Foi a maneira dela de dizer “eu li sobre o que você fez”.
Pressionei a unha do polegar na palma da mão para me impedir de dizer algo de que eu fosse me arrepender. Mas todas as palavras que eu queria dizer eram
palavras de que eu me arrependeria, então ficamos em silêncio por um
longuíssimo período enquanto eu tentava resolver por onde começar.
Ela tamborilou os dedos na mesa, ficando impaciente com meu silêncio.
- E então? Por que estou aqui, Karol? Ela apontou para a minha barriga.
- Precisa que eu crie seu filho? Balancei a cabeça. Não queria que ela criasse minha filha. Queria que os pais que criaram um homem como Agus a criassem, mas ao mesmo tempo eu também queria ver minha filha, então, por mais que naquele momento eu quisesse me levantar e me afastar dela, não fiz isso.
- Não. Os avós paternos vão ficar com a guarda. Mas... Minha boca estava seca. Senti meus lábios grudando.
- Queria que você requeresse o direito de visita como avó. Minha mãe inclinou a cabeça.
- Por quê?
A bebê se mexeu naquele momento, quase como se estivesse implorando
para que eu não pedisse que aquela mulher se envolvesse na vida dela.
Me senti culpada, mas não tinha nenhuma outra opção.
Engoli a seco e pus as mãos na barriga.
- Eles querem a suspensão dos meus direitos como mãe, e, se conseguirem, nunca vou poder vê-la. Mas se você tiver direito de visita como avó, poderia trazê-la até aqui para me ver de vez em quando.

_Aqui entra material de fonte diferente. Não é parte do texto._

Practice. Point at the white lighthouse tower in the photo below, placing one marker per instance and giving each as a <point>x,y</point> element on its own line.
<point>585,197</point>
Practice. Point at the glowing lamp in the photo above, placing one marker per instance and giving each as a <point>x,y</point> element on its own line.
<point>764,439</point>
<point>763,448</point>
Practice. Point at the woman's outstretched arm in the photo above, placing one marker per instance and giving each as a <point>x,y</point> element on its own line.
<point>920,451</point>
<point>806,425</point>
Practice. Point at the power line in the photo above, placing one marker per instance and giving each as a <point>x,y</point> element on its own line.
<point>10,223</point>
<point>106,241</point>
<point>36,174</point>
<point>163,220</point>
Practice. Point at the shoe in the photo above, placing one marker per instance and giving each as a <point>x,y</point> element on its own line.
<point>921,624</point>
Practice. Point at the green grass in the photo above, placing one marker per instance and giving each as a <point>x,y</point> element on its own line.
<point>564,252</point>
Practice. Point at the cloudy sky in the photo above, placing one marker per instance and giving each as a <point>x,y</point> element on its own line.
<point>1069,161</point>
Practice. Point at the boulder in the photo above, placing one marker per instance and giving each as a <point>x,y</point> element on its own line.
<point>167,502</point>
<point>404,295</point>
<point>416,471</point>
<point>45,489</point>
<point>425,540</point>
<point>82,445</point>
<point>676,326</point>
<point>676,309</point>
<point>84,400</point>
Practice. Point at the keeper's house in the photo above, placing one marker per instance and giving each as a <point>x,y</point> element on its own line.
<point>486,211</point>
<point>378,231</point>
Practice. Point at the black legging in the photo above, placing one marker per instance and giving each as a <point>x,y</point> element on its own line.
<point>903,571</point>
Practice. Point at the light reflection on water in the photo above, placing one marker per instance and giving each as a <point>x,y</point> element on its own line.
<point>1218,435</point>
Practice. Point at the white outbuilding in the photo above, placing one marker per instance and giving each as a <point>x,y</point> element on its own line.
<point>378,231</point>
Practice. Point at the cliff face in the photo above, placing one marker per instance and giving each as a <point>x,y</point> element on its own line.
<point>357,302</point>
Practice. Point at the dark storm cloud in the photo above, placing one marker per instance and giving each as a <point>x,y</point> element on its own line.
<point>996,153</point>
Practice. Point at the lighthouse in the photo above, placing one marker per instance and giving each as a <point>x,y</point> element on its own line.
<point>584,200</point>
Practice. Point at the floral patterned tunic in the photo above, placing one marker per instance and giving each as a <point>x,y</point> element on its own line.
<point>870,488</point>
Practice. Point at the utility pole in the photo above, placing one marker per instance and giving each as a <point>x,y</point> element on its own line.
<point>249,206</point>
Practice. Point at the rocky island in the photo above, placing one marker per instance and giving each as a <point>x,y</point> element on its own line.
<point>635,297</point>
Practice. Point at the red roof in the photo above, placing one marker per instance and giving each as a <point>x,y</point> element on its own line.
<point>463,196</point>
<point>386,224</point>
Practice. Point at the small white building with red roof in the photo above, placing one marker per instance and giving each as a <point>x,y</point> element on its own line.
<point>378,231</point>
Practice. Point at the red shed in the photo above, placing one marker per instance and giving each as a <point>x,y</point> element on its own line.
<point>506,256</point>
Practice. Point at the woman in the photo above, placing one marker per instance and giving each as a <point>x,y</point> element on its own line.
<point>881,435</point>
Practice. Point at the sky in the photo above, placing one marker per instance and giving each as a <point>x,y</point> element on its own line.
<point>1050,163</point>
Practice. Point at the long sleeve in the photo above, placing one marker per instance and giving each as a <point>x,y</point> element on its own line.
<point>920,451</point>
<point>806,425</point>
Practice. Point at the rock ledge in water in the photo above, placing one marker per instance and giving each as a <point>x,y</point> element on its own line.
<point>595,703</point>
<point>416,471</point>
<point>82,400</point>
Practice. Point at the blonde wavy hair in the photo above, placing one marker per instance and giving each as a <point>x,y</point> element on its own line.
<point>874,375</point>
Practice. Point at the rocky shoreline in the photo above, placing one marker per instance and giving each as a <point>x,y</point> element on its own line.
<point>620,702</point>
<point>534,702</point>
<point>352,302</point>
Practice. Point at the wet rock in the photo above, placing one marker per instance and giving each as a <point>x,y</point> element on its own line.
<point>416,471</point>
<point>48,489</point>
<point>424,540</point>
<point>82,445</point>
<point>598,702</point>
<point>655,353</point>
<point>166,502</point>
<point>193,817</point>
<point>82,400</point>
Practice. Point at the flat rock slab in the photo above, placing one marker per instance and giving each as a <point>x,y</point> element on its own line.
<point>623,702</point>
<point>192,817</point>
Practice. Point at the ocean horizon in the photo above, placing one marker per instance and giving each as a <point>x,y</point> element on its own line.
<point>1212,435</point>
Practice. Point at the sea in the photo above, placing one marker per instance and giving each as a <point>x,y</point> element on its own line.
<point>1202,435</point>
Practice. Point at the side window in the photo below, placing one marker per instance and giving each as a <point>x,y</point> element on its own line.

Eu falava como se ainda tivesse seis anos: com medo, mas ainda assim
precisando dela.
- São cinco horas de carro. Disse minha mãe. Não entendi o que ela quis dizer com esse comentário.
- Tenho mais o que fazer, Karol. Não
tenho tempo de passar cinco horas num carro toda semana com uma bebê para que ela veja a mãe na prisão.
- Eu... não precisaria ser toda semana. Seria só quando você pudesse.
Minha mãe se mexeu no assento.
Parecia irritada comigo, ou irritada.
Eu sabia que ela se incomodaria com a viagem de carro, mas achei que, depois
de me ver, ela ao menos acharia que valeria a pena fazer o trajeto.
Estava esperando que ela fosse chegar aqui querendo se redimir. Achei que talvez, depois de descobrir que seria avó, ela achasse que poderia ter um recomeço
e que, desta vez, iria realmente tentar.
- Faz três anos que você não me liga, Karol. E agora vem me pedir um favor?
Ela também não me ligou nenhuma vez, mas não menciono isso. Eu sabia que isso só serviria para deixá-la ainda mais irritada. Em vez disso, pedi: - Por favor. Eles vão levar minha bebê embora.
Não vi nada nos olhos da minha mãe. Nenhuma compaixão.
Nenhuma empatia.
Naquele momento, percebi que ela estava feliz por ter se livrado de mim e que não tinha nenhuma intenção de ser avó. Eu já esperava isso; só estava torcendo para que ela tivesse se tornado uma pessoa mais correta nos anos em que eu não a encontrara.
- Agora você vai saber o que senti toda vez que o governo tirou você de mim. Passei por tanta coisa para conseguir pegá-la de volta nas duas vezes, e você não deu nenhum valor.
Nunca nem me agradeceu.
Ela realmente queria que eu agradecesse? Ela queria que eu lhe
agradecesse por ter sido uma mãe tão bosta que o governo me tirou dela
duas vezes?
Naquele momento, me levantei e saí da sala. Ela disse alguma coisa enquanto eu ia embora, mas não consegui ouvi-la porque estava com muita raiva de mim mesma por ter me desesperado a ponto de lhe telefonar. Ela não tinha mudado. Era a mesma mulher egocêntrica e narcisista com quem eu tinha crescido.
Eu estava sozinha.
Completamente.
Nem mesmo a bebê que ainda crescia na minha barriga me pertencia.